Emanuele, in un intervento in cui accanto alla solita passione non ha nascosto anche l'amarezza per la lotta contro i mulini a vento che i privati no profit come lui sono costretti a ingaggiare ogni giorno contro burocrazie e statalisti del tempo perduto, ha denunciato nell'ordine: "la ridicola spesa dedicata alla cultura dal nostro Paese, solo lo 0,1 per cento del prodotto interno lordo; il welfare, gia' vanto dell'Europa e dell'Italia che ora si trasforma in "warfare", una tragedia per i meno fortunati che non potranno averlo più dallo Stato mentre la politica non incoraggia sussidiarietà e terzo settore; il Mezzogiorno abbandonato a se stesso, all'emigrazione dei suoi abitanti o alla disoccupazione cronica, esattamente come negli scritti di Sidney Sonnino che leggevo negli anni giovanili".
E poi le battaglie civili e culturali, sulle quali non molla di un centimetro ma che, a causa di precise responsabilità, nemmeno avanzano: "La situazione delle Sovrintendenze e' sempre la stessa, la gestione dei musei pubblici e comunali resta quella che mi costrinse qualche anno fa a lasciare la presidenza delle Scuderie del Quirinale e di Palazzo delle Esposizioni perché chiedevo che i relativi bilanci venissero approvati subito e non un anno e mezzo dopo, con tutto quello che questo significa; la storia dell'arte che non si studia più a scuola;
il Comune di Roma che da tre anni non da' il suo via libera al villaggio per i malati di Alzheimer che voglio costruire sui terreni appositamente comprati dalla Fondazione alla Bufalotta: i nostri pensosi burocrati ci chiedono persino di garantire che il Tevere, che pure è distante, non esonderà per i prossimi 200 anni; il Museo dell'Africa Orientale abbandonato a languire senza affidarcene la gestione come avevo chiesto, eppure li c'è un pezzo di memoria nazionale sul quale la Fondazione avrebbe investito 10 milioni di euro.
Ovviamente ora, dopo tanti dinieghi, non sono più interessato". Esempi recenti, ai quali Emanuele ne ha aggiunto uno che un po' cambia sapore persino all'esempio positivo di Tormarancia: "Le palazzine del quartiere non hanno ascensore, avevo chiesto di poterne costruire uno affinché un giovane disabile potesse salire e scendere senza pesare sulle spalle dei genitori. Anche qui non abbiamo avuto l'autorizzazione".

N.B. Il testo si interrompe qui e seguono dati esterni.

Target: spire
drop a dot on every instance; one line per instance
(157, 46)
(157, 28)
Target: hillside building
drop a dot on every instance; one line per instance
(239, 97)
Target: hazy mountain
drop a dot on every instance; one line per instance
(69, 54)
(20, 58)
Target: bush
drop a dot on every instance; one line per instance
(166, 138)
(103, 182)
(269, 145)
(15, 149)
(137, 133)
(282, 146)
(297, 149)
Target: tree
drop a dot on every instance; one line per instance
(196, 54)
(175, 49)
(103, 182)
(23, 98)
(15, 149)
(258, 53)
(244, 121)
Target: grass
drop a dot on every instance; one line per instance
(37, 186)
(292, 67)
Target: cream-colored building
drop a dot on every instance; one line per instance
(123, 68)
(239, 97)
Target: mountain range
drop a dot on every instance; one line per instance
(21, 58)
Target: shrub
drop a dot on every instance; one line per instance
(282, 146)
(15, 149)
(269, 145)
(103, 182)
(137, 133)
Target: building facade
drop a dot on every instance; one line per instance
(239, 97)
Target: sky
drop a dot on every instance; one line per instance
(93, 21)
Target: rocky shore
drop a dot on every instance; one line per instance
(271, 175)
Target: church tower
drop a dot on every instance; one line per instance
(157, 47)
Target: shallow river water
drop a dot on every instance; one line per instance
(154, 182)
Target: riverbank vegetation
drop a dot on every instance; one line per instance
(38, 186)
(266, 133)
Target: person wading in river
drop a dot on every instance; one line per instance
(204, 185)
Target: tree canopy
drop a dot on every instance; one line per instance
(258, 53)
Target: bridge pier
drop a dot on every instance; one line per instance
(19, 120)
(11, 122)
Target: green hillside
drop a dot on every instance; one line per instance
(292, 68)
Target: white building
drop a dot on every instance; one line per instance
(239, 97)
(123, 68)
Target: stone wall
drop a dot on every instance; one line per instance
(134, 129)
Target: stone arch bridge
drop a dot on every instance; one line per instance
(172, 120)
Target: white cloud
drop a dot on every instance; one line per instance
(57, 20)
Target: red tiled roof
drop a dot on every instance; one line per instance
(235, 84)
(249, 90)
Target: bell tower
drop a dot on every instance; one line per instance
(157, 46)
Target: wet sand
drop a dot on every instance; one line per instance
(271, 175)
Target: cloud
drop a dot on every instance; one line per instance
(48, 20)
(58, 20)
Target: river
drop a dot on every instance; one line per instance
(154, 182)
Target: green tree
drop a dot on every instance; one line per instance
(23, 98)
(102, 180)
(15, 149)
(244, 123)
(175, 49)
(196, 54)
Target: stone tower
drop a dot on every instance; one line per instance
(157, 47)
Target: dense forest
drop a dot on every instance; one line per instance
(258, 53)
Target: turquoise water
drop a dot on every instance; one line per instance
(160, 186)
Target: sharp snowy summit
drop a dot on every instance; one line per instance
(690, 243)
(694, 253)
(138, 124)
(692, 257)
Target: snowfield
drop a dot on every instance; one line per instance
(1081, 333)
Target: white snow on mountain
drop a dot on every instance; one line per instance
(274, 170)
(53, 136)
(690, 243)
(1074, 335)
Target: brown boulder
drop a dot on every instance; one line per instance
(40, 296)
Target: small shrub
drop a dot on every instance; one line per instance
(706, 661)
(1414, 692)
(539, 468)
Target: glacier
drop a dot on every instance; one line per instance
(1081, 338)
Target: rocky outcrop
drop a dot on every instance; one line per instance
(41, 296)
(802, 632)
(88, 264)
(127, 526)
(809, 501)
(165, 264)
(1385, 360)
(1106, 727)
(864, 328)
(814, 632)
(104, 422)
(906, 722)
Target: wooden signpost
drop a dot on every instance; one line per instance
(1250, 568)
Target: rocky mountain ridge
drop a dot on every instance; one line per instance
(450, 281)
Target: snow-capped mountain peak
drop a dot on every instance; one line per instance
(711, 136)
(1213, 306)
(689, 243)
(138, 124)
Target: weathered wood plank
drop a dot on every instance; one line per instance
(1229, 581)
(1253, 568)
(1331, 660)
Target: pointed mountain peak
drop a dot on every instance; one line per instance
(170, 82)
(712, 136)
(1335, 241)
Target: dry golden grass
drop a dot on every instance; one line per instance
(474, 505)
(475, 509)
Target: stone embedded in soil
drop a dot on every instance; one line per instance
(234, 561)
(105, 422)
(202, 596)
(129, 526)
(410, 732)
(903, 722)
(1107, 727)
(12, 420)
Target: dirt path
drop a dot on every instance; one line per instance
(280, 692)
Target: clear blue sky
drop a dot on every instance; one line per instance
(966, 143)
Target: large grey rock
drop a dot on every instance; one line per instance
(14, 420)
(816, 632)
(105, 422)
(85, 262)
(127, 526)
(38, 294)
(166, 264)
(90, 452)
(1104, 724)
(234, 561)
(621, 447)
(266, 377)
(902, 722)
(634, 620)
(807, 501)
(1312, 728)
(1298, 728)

E, alla fine, l'esortazione lucida e accorata a guardare con amicizia e comprensione all'immigrazione: "Siamo stati a lungo un popolo di emigranti, 27 milioni di italiani tra il 1860 e il 1920 hanno fatto la fortuna e la grandezza di paesi come gli Stati Uniti, l'Argentina, il Venezuela, l'Australia. Io sono ispanico-siciliano, non europeo. In Sicilia hanno convissuto per secoli, e oggi lo fanno i loro discendenti, arabi, spagnoli, francesi, nordici. E il Maghreb e' l'area cruciale dove si decide la futura identità dell'Europa: la Fondazione sta intervenendo a sostenere la cultura, i beni culturali, l'istruzione, il ruolo cruciale delle donne prime vittime delle cosiddette primavere arabe. Oggi non possiamo non dirci maghrebini".